Search code examples
ruby-on-railscapybararuby-debug

Rails, Capybara.using_session(...), visiting a page, and having ruby-debug causes rspec suite seem to hang after run even though all specs passing


Rails 7.0.4

Rspec 3.11.0

Capybara 3.37.1

selenium-webdriver (gem) 4.5.0

with Ruby-debug (gem 'debug', platforms: %i[ mri mingw x64_mingw ]) in Gemfile

whenever I try to add Capybara.using_session call, my suite hangs. it hangs after it completes all the specs, even when passing.

my driver is set to :

Capybara.default_driver = :selenium_chrome_headless

but I noticed it happens if I change the driver to Capybara.default_driver = :selenium_chrome also

here's the spec that reproduces it:

require 'rails_helper'

describe "client app", type: :feature  do
  describe "when starting the experience", type: :feature do
    # TODO: figure out why capy is hanging here

    it "can load the home page" do
      # THIS CAUSES AFTER-RSPEC HANG even though all specs pass
      Capybara.using_session("client session") do
        visit "/"
      end
    end

    it "loads with a client id" do
      visit '/'
    end
  end
end

I have isolated it to these THREE conditions :

  1. using Capybara.using_session and visiting a page using visit inside the using_session block (if I remove either the visit or the using_session, it works)

  2. In another test in the same suite, visiting any other page using visit (if I remove the visit call in the other spec, it works)

  3. the debug gem (ruby-debug) (if I remove gem 'debug', platforms: %i[ mri mingw x64_mingw ] from the Gemfile)

This is a very strange bug.

Capy hang looks like: enter image description here

my spec/rails_helper.rb file is

require 'spec_helper'
ENV['RAILS_ENV'] ||= 'test'
require_relative '../config/environment'

abort("The Rails environment is running in production mode!") if Rails.env.production?
require 'rspec/rails'

require 'capybara/rails'
require 'capybara/rspec'

Dir[Rails.root.join('spec', 'support', '**', '*.rb')].sort.each { |f| require f }

RSpec.configure do |config|
  config.use_transactional_fixtures = true
  config.infer_spec_type_from_file_location!
  config.filter_rails_from_backtrace!

end

Capybara.default_driver = :selenium_chrome_headless

IMPORTANT: Although I have isolated it this far, I am strangely unable to isolate it any further or even able to reproduce it in a new Rails app, even though this Rails app is just a month old.

Here, I have taken the app where it is broken and removed everything else (really, I removed EVERYTHING and the hang still happens).

I have compared the remaining code carefully to a newly generated app and bizarrely I cannot reproduce the same bug (Using the exact same spec and setup) in a new app, so it must involve a 4th unknown variable I cannot see yet.

REPRODUCTION

Bare-bones reproduction app here: https://github.com/jasonfb/StrangeCapybaraHang

This app was created as a FORK of my app, then I removed everything non-essential.
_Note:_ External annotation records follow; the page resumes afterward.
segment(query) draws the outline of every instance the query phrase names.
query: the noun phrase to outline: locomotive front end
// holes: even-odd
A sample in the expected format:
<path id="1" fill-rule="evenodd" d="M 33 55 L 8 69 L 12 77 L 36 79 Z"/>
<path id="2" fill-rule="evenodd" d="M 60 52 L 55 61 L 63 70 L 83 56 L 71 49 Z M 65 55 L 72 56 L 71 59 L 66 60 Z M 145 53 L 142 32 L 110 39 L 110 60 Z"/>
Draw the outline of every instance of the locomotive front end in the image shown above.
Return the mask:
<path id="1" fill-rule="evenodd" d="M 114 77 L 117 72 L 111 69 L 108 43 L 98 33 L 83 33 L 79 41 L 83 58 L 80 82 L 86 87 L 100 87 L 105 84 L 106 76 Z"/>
Notice that it contains almost nothing, and only 1 spec.

When I run rspec on this app (broken), see "DEBUGGER: Attaching after process 77726 fork to child process 77733" AND the suite hangs after it runs enter image description here

Here, on this 2nd attempt to recreate the problem, I tried to go forward to create the bug: https://github.com/jasonfb/StrangeCapyHangForward

I setup a new Rails app and then attempted to recreate all of the conditions explained above to produce the bug... BUT... I can't reproduce the bug in this new app!!

So that means even though I've identified the 3 elements of the bug, there MUST be a 4th element I am not seeing yet.

Notice that in this app, it has same exact spec (see spec/system/test_capy_hand_spec.rb), the same exact rails_helper file, the same exact Gems, etc as the other repo where the bug manifests.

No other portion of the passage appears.